First, it is striking to note that philanthropy has a rich history in France and that this history is intertwined with the treatment of social issues. The French Republic, founded after the 1789 Revolution, tried to start a secular, progressive alternative to Christian charity by promoting the concept of philanthropy. As French society became more secular, the rivalry between philanthropy and charity lessened, and in the end the concept of solidarity was retained, bringing with it the first measures of public assistance financed by taxes rather than donations. 

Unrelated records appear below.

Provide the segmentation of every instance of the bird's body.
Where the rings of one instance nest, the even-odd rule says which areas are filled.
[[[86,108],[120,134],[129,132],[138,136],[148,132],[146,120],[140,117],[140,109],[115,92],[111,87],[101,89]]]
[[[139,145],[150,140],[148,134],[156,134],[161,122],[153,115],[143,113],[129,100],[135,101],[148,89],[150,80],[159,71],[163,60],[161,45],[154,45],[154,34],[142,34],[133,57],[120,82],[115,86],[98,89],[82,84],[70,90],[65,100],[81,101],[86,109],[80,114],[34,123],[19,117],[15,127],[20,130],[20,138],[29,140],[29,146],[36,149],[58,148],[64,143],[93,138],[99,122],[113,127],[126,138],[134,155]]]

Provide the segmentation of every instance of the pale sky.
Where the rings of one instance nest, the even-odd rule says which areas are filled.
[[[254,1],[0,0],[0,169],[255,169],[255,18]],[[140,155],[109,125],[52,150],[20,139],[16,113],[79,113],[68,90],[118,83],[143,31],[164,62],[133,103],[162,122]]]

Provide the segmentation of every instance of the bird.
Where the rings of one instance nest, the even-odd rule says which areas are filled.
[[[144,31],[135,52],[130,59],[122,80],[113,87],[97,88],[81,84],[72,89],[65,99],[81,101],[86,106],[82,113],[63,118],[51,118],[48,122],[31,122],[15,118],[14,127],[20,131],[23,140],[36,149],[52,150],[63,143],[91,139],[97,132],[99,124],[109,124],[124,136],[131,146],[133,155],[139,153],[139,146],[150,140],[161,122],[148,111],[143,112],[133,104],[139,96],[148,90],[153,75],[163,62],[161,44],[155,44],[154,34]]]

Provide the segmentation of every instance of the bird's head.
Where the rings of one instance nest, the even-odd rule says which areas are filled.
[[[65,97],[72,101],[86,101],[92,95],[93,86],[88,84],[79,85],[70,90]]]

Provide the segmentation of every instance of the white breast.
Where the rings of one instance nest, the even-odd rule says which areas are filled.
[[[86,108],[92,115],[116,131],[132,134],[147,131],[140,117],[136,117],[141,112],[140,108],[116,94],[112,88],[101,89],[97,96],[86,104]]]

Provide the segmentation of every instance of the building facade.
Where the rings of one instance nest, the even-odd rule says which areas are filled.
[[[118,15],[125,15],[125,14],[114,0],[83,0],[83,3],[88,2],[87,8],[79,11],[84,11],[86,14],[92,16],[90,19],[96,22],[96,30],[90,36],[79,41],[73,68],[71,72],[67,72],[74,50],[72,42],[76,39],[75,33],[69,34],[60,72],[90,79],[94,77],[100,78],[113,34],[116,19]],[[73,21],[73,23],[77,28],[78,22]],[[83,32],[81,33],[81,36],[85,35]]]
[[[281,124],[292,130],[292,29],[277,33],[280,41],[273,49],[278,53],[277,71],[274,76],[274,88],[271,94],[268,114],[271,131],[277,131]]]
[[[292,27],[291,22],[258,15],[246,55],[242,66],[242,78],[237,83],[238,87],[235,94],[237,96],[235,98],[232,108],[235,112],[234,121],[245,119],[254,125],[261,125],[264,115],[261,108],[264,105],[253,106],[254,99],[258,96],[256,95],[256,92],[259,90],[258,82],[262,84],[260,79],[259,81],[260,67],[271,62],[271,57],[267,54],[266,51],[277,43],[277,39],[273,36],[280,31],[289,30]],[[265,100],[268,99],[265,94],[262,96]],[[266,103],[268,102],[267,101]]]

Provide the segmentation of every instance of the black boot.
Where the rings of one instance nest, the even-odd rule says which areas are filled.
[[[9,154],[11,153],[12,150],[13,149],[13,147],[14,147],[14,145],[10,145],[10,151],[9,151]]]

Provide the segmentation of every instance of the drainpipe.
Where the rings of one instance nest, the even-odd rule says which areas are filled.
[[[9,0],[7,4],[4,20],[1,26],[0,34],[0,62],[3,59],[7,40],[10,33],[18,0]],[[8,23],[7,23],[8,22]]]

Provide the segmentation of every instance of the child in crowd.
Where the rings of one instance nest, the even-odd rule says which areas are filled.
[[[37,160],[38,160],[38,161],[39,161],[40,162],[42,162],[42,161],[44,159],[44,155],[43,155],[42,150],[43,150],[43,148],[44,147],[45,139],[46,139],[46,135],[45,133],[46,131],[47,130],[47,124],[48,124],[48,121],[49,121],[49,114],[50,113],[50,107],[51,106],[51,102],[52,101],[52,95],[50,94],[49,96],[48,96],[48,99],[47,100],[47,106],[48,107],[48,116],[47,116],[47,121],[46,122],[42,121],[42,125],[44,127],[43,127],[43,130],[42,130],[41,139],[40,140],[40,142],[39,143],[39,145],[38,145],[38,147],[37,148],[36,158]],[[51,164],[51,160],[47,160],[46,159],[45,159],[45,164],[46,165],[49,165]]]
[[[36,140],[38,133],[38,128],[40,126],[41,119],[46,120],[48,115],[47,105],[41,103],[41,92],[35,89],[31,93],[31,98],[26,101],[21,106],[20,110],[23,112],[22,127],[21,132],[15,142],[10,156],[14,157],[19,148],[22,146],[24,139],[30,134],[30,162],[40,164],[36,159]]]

However, philanthropy was revived at the beginning of the 21st century. Abandoned and considered old-fashioned with the rise of the social programs after 1945, the word “philanthropy” was re-introduced when the French social welfare system was considered in crisis. How did this revival come about? There was certainly the influence of “philanthro-capitalism” and the power of Gates’ and Buffett’s Giving Pledge in 2010, but the American influence does not account for everything. A “French-style philanthropy” has been on the rise for around 15 years. More obvious in the public sphere, it has been encouraged by the State thanks to several landmark laws that have made it more legally and fiscally appealing. Far from being two rivals in the management of public interest, philanthropy and the State continue their common history, between encouragement and control, but with new balance. 

Contention has not disappeared with the revival. Rather, it has resurged, notably with the funds raised following the Notre-Dame fire in Paris. Arguments first used by socialist critics in the 19th century were repeated, like pointing out the hypocrisy of wealthy people who become philanthropists to compensate for their predatory business ventures. There were also new arguments around the question of inequalities and the disengagement of the State. On another note, a populist and nationalist one, philanthropy is sometimes seen as an enemy of the people, a foreign agent, coming from the world’s financial elite. The most striking example is found outside of France: George Soros, harshly blacklisted in Hungary by the Prime Minister, Viktor Orban, for his defense of migrants during the 2015 crisis. It will be interesting to see how the sector of philanthropy and its champions, for whom it is a pledge of pluralism and social innovation in open societies, respond to these new arguments. 

Further reading

Gautier, Arthur (2019). Historically contested concepts: A conceptual history of philanthropy in France, 1712-1914. Theory and Society, 48(1), 95-129.